China added 34.5 GW of solar PV capacity in the first three quarters of 2018. This takes China’s total installed solar PV capacity to 164.74 GW, of which 117.9 GW are of utility-scale PV power projects with the remaining 46.8 GW coming from distributed generation (DG) projects, according to the data provided by China’s National Energy Administration (NEA).
China’s solar installations dropped 20 percent compared to the 43 GW installed in the first three quarters of 2017. The installation slowdown was expected following China’s policy change to reduce solar installations following a massive subsidy backlog. Full year 2018 installations will most likely hover at 40GW due to the subsidy cap. According to The Asia Europe Clean Energy (Solar) Advisory (AECEA), outstanding FiT payments at the end of 2017 had risen to approximately $17.5 billion.
There was a 37 percent year-over-year (YoY) increase in the large-scale project installations, which accounted for 17.4 GW, approximately half of the total installations in first three quarters of 2018.
Mercom reported that during the first half of 2018, China’s utility-scale capacity declined by 30 percent YoY with a total installation of 12.06 GW.
There was a 12 percent YoY increase in the DG installations, which accounted for 17.14 GW by the end of September. Approximately 5 GW of DG projects were added in the third quarter of 2018 even after the government said a cap of 10 GW would be imposed on DG projects for the year 2018.
The AECEA forecast has lowered China’s solar capacity addition for 2018 from 40-45 GW to 30-35 GW. Other analysts like Wood Mackenzie/GTM Research, Roth and Daiwa Capital have reduced their 2018 forecast to 28-35 GW. With the installation of roughly 10 GW in the third quarter, China has already reached the 35 GW mark, making these predictions inaccurate.

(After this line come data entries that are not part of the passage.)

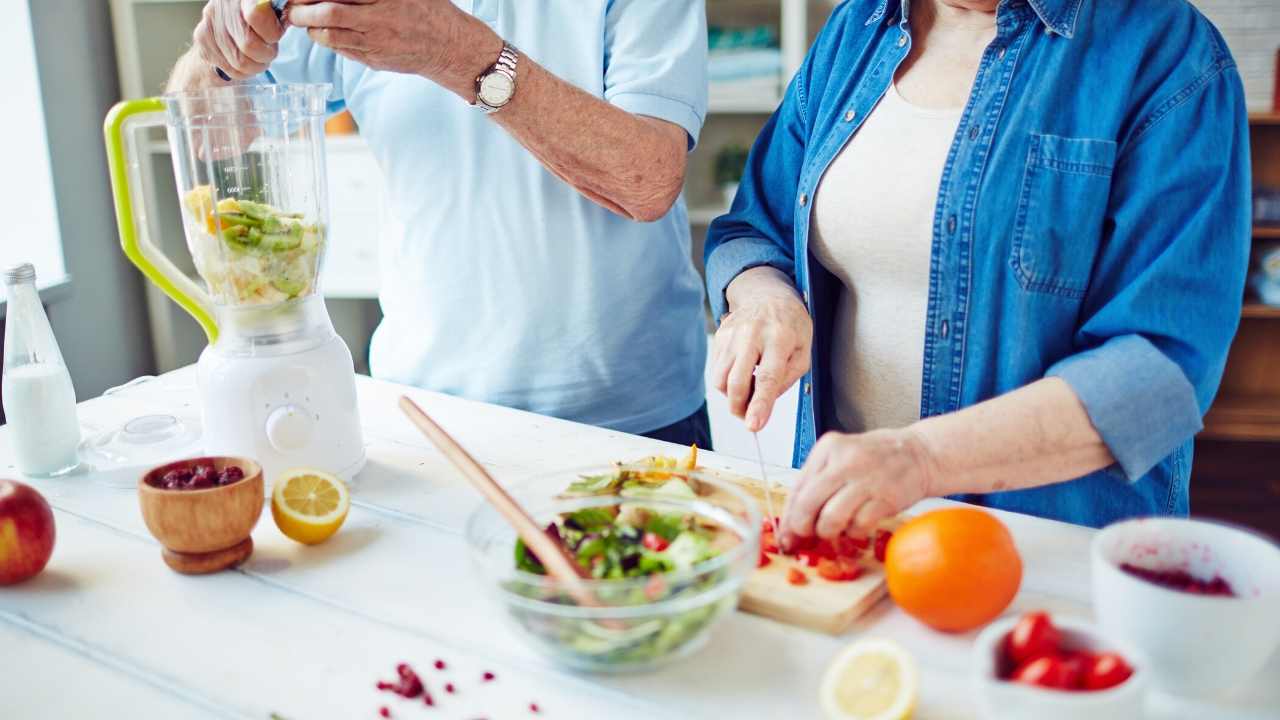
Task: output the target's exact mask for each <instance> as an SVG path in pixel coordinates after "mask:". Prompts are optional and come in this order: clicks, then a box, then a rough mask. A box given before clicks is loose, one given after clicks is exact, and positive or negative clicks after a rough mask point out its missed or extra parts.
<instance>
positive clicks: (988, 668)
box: [969, 616, 1147, 720]
mask: <svg viewBox="0 0 1280 720" xmlns="http://www.w3.org/2000/svg"><path fill="white" fill-rule="evenodd" d="M1019 618H1020V616H1009V618H1002V619H1000V620H996V621H995V623H992V624H991V625H987V629H986V630H983V632H982V634H979V635H978V639H977V641H975V642H974V646H973V662H970V664H969V665H970V673H972V675H970V684H972V685H973V691H974V694H977V697H978V706H979V707H980V708H982V716H983V717H989V719H993V720H996V719H1004V717H1009V719H1010V720H1025V719H1028V717H1033V719H1034V720H1079V719H1082V717H1085V719H1088V720H1134V719H1135V717H1142V715H1143V703H1144V701H1146V689H1147V673H1146V667H1147V662H1146V660H1144V659H1143V657H1142V655H1140V653H1139V652H1138V651H1137V650H1135V648H1133V647H1132V646H1128V644H1125V643H1123V642H1112V639H1111V637H1110V635H1106V634H1102V633H1100V632H1098V630H1097V629H1096V628H1094V626H1093V625H1091V624H1088V623H1085V621H1083V620H1076V619H1073V618H1061V616H1052V618H1051V619H1052V620H1053V625H1055V626H1056V628H1057V629H1059V630H1061V632H1062V644H1064V647H1066V648H1070V650H1088V651H1091V652H1105V651H1111V652H1119V653H1120V656H1121V657H1124V659H1125V661H1126V662H1129V665H1130V666H1133V675H1130V676H1129V679H1128V680H1125V682H1123V683H1120V684H1119V685H1116V687H1114V688H1107V689H1105V691H1052V689H1047V688H1036V687H1032V685H1025V684H1021V683H1012V682H1009V680H1001V679H1000V675H998V671H1000V655H1001V648H1002V646H1004V642H1005V635H1007V634H1009V632H1010V630H1012V629H1014V625H1016V624H1018V620H1019Z"/></svg>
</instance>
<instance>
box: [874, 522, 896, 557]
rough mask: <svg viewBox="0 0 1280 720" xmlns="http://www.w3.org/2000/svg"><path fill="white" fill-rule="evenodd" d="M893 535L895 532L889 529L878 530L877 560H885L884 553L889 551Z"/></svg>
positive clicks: (876, 548) (876, 530) (877, 531)
mask: <svg viewBox="0 0 1280 720" xmlns="http://www.w3.org/2000/svg"><path fill="white" fill-rule="evenodd" d="M892 537H893V533H891V532H888V530H876V560H879V561H881V562H883V561H884V553H886V552H887V551H888V541H890V538H892Z"/></svg>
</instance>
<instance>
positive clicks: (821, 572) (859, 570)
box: [818, 557, 863, 583]
mask: <svg viewBox="0 0 1280 720" xmlns="http://www.w3.org/2000/svg"><path fill="white" fill-rule="evenodd" d="M818 574H819V575H822V577H823V578H826V579H828V580H832V582H836V583H846V582H849V580H856V579H858V577H859V575H861V574H863V566H861V565H859V564H858V561H856V560H854V559H852V557H840V559H835V560H833V559H829V557H823V559H822V560H819V561H818Z"/></svg>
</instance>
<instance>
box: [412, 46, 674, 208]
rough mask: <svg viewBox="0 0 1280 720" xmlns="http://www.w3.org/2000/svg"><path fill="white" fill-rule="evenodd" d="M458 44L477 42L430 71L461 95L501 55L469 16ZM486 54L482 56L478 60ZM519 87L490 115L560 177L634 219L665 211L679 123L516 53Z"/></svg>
mask: <svg viewBox="0 0 1280 720" xmlns="http://www.w3.org/2000/svg"><path fill="white" fill-rule="evenodd" d="M466 32H467V33H474V37H472V38H470V40H467V41H466V42H463V44H462V46H466V47H474V49H477V53H475V54H471V55H470V56H468V58H466V59H460V60H458V61H457V63H456V64H454V69H453V70H451V73H449V77H438V78H433V79H435V81H436V82H439V83H440V85H442V86H444V87H447V88H449V90H452V91H453V92H456V94H458V95H460V96H461V97H463V99H465V100H466V101H468V102H470V101H472V100H474V99H475V78H476V76H479V74H480V73H483V72H484V70H485V69H488V67H489V65H490V64H493V61H494V60H497V58H498V53H499V50H500V49H502V40H500V38H499V37H498V36H497V35H494V33H493V32H492V31H490V29H489V28H488V27H486V26H484V23H479V22H476V23H474V24H471V26H470V29H467V31H466ZM481 58H483V59H481ZM517 73H518V74H517V88H518V90H517V91H516V95H515V97H513V99H512V101H511V102H509V104H508V105H507V106H506V108H503V109H502V110H500V111H499V113H497V114H494V115H493V119H494V120H495V122H497V123H498V124H499V126H502V127H503V128H506V129H507V132H509V133H511V135H512V137H515V138H516V140H517V141H518V142H520V143H521V145H524V146H525V147H526V149H527V150H529V151H530V152H531V154H532V155H534V156H535V158H538V160H539V161H540V163H541V164H543V165H545V167H547V169H549V170H550V172H552V173H554V174H556V176H557V177H559V178H561V179H563V181H564V182H567V183H568V184H571V186H572V187H573V188H576V190H577V191H579V192H581V193H582V195H584V196H586V197H589V199H590V200H593V201H595V202H598V204H599V205H603V206H604V208H608V209H609V210H612V211H614V213H618V214H621V215H625V217H627V218H631V219H636V220H655V219H658V218H660V217H663V215H664V214H666V213H667V210H669V209H671V205H672V204H673V202H675V201H676V197H678V196H680V191H681V187H682V186H684V179H685V163H686V151H687V138H686V133H685V131H684V128H681V127H678V126H676V124H673V123H668V122H666V120H659V119H654V118H646V117H641V115H634V114H631V113H627V111H626V110H622V109H620V108H616V106H613V105H611V104H609V102H605V101H604V100H600V99H598V97H594V96H591V95H589V94H586V92H584V91H582V90H580V88H577V87H575V86H572V85H571V83H568V82H564V81H563V79H561V78H558V77H556V76H554V74H553V73H550V72H549V70H547V69H545V68H543V67H541V65H539V64H538V63H536V61H535V60H532V59H531V58H529V56H527V55H521V58H520V63H518V69H517Z"/></svg>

The 34.5 GW of installed solar in the first three quarters of 2018 is more than the total cumulative solar installation of 25 GW in India. In 2017, China was the largest solar market in the world with 53 GW of solar installed.
In June, China’s National Development and Reform Commission (NDRC) imposed a cap of 10 GW on DG projects for the year 2018. According to the latest numbers, DG installation has already reached 17.14 GW by the end of September and most probably will cross 20 GW by the end of the year, more than double of the cap imposed on it.
The Chinese government has made number of changes to its solar policy. It mandated that only DG projects that have been gird-connected by May 31, 2018 were eligible for feed-in tariffs (FiTs). This was necessitated a massive 360 percent increase in DG installations year-over-year.
The government has also asked states to eliminate the utility-scale target for the year, and all regional provinces have been instructed to impose a ban on all entities seeking FiTs under the 2018 mechanisms.
These changes, made effective as of May 2018, were expected to halt the growth in solar PV installations in the second half of 2018.
Better than expected installations in China could mean a slightly better module demand/supply situation globally, even though oversupply and declining module prices continue to be a challenge.
India has also imposed a 25 percent safeguard duty on imported solar panels from China and Malaysia, effective July 30, 2018.